И старик, очнувшись, в первый раз посмотрел на меня с удивленным
почтением. Он понял, что не зря тогда увел
замерзшую девочку от лестничного окна шестого этажа, от мусоропровода, куда я
запихивала содержимое своего портфеля
и школьную форму с туфлями, чтобы вырваться из жизни в другое измерение
совершенно свободной, то есть - голой.
- Как ты поняла? Я же еще ничего не сказал!
- Обгрызенные временем ступеньки наверх, по которым тебе было запрещено
подниматься.
- Действительно... Но я же ни интонацией, ни голосом не выдал себя!
- Не выдал. Ты просто сказал о запрете, мне стало интересно.
- Что ж, так оно и есть. Я проснулся как-то ночью от странных звуков.
Душно было, спали с открытыми окнами. Я
понял, что звуки идут сверху, из окна над нами. Невероятный голос пел, подвывая,
словно кто-то каждый раз толкал
поющего в спину и заставлял брать ноту выше и выше. Все выше и выше, пока
нечеловеческое (а я никогда не слышал,
чтобы человек издавал такие звуки), высокое "о-о-а-а-а!.." не обрывалось вдруг с
рыдающим надрывом. И было в этом
надрыве странное облегчение: и боль, и удовольствие. Тут стоит тебе сказать, что
к своим двенадцати годам я уже бывал в
опере и знал, что такое распевка. Голос был превосходным женским контральто,
такой страсти и муки мне слышать ранее не
приходилось ни в опере, ни в жизни, а представить, что певица с таким
исступлением просто репетирует ночью постановку
голоса, было невероятно и даже страшно: как же она тогда поет на сцене?!! Я весь
задрожал и покрылся потом. Я хотел
немедленно ее видеть, упасть на колени, не знаю, что именно я тогда хотел
сделать, а тут еще душный морок теплой ночи с
расплавленными в грязной воде фонарями и испарина, - испарина на всем! - на
теле, на стенах, в гортани, в легких...
Я откусила заусенец и спросила, хитро прищурившись:
- Она трахалась, да?
И тут же пожалела. Сверху на меня посмотрели искаженные мукой и странной
сладостью глаза, длинная кисть
взметнулась в воздухе - ударить или перекрестить?.. Старик несколько секунд
решал, что со мною делать дальше... И сдался.

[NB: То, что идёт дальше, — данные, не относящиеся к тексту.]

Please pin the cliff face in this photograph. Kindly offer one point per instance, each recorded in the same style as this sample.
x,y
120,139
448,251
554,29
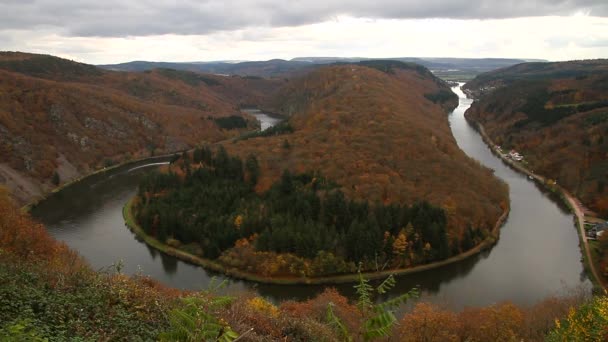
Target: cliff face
x,y
60,119
556,115
378,132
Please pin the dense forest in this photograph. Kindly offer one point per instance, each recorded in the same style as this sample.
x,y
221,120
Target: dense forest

- Да. Она делала это несколько ночей подряд - там, наверху, никогда мною
не виденная и едва не сведшая меня с
ума. Странно, но я не помню, как это случилось, что я понял. Вдруг, застыв
внутренностями, часто дыша ртом и ужасно
потея в ожидании высокого последнего ее "о-о-а-а!..", я понял. И все. Стало
страшно от пустоты внутри, во рту - запах
гниющего дерева, я метался по комнате из угла в угол, еще не понимая, что
спасен. Потом, бросившись ничком на кровать,
я ждал ее следующего пения (оно иногда повторялось по три раза за ночь), и тогда
уже не просто слушал, оглушенный, а
искал ритм, движение, вдохи и выдохи. Я стал сначала представлять, что она
делает телом, насколько ей удобно издавать
такие невероятные звуки, и потом уже обнаружил себя в этих движениях. Сначала
длинные - по возрастающей - медленные
и не очень громкие "а-а-а... а-а-а..." - секунд по шесть. Потом гласные
менялись, звуки нарастали, усиливались,
длительность "а-а-а-и-и-и!.." доходила иногда до пятнадцати-семнадцати секунд,
то переходя в низкий вой, то поднимаясь
до божественного чистого звучания великолепного горла. Потом менялся ритм, можно
было уловить быстрое дыхание,
придающее ее подвываниям своеобразную жуть и негу, чистый звук уже прерывался на
каждых пяти секундах, потом - на
трех, потом - длинный и самый высокий, последний, мучительный взлет, после
которого все глохло вокруг - кромешная
мокрая тишина; только через минуту-две можно было понять, что гулкие удары
великана веслом в заросшие тиной стены
нашего дома - это всего лишь пульсация крови в моей голове.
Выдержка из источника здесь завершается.